Photo Stacking in iOS with Vision and Metal |

In this tutorial, you’ll use Metal and the Vision framework to remove moving objects from pictures in iOS. You’ll learn how to stack, align and process multiple images so that any moving object disappears.

This is a companion discussion topic for the original entry at

Did anyone else seem to lose color in their final images? I’m only getting a red and green and it’s washed out. I’m pretty sure I followed everything correctly.

I figured it out, my metal file had the average as avg.rbg not avg.rgb. :slight_smile:

1 Like

I feel that the avgStacking function will let the first few pictures get more power in combine. Is there a way to balance? :smiley_cat:

Hi @duckmole,

With this line in the kernel:

float4 avg = ((currentStack * stackCount) + newImage) / (stackCount + 1.0);

You multiply the stack count by the current average to get the sum of the pixels already seen. You then add the pixel for the new image to it and divide everything by the stack count + 1 (because the new image increases the stack count by one).

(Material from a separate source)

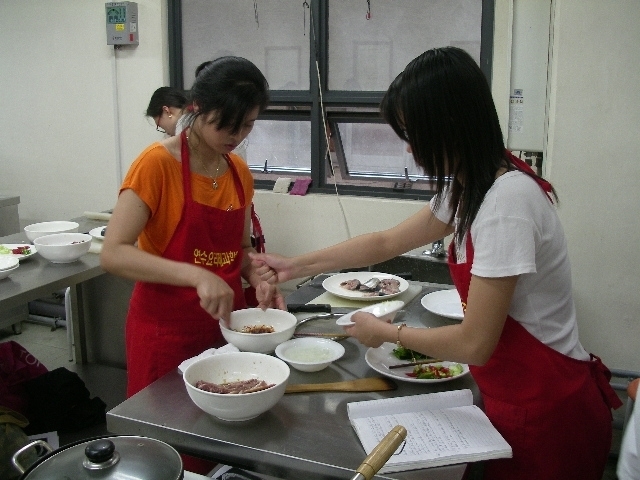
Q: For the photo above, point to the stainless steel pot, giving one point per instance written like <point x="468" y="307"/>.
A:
<point x="105" y="458"/>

This should ensure that the average you see is a balanced average of all images, provided the correct stack count is passed in with each filter operation.

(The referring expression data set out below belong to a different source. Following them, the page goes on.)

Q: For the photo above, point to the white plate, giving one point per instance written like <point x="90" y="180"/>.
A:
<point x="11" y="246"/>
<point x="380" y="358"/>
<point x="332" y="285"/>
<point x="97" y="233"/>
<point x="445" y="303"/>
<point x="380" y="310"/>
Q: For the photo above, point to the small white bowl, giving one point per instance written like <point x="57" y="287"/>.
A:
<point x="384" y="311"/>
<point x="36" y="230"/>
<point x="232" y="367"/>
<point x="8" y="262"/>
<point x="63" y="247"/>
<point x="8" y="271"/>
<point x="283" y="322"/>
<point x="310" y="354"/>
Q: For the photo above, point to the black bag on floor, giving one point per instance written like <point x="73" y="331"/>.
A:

Back in Swift land, you ensure that the stack count is correct by setting it in this for loop:

for (i, image) in alignedFrameBuffer.enumerated() {
    filter.inputCurrentStack = finalImage
    filter.inputNewImage = image
    filter.inputStackCount = Double(i + 1)
    finalImage = filter.outputImage()!

Does that make sense?

Yes, you are right. My intuition mislead me. Really appreciate your reply.✧ʕ̢̣̣̣̣̩̩̩̩·͡˔·ོɁ̡̣̣̣̣̩̩̩̩✧

1 Like

When the photos are aligned, the areas that are transparent become dark when the average calculation completes. How can you create a calculation so there aren’t dark lines when a transparent color and non-transparent color are calculated? Thanks for the tutorial.

Hi @hellojosh

I guess it depends on the color of the transparent pixels. Since I did this tutorial using output from the camera, I didn’t take transparent pixels into account. Just thinking off the top of my head you could add the 4th alpha channel to the average calculations? Or maybe weight the value of the color by the alpha percentage?

This tutorial is more than six months old so questions are no longer supported at the moment for it. Thank you!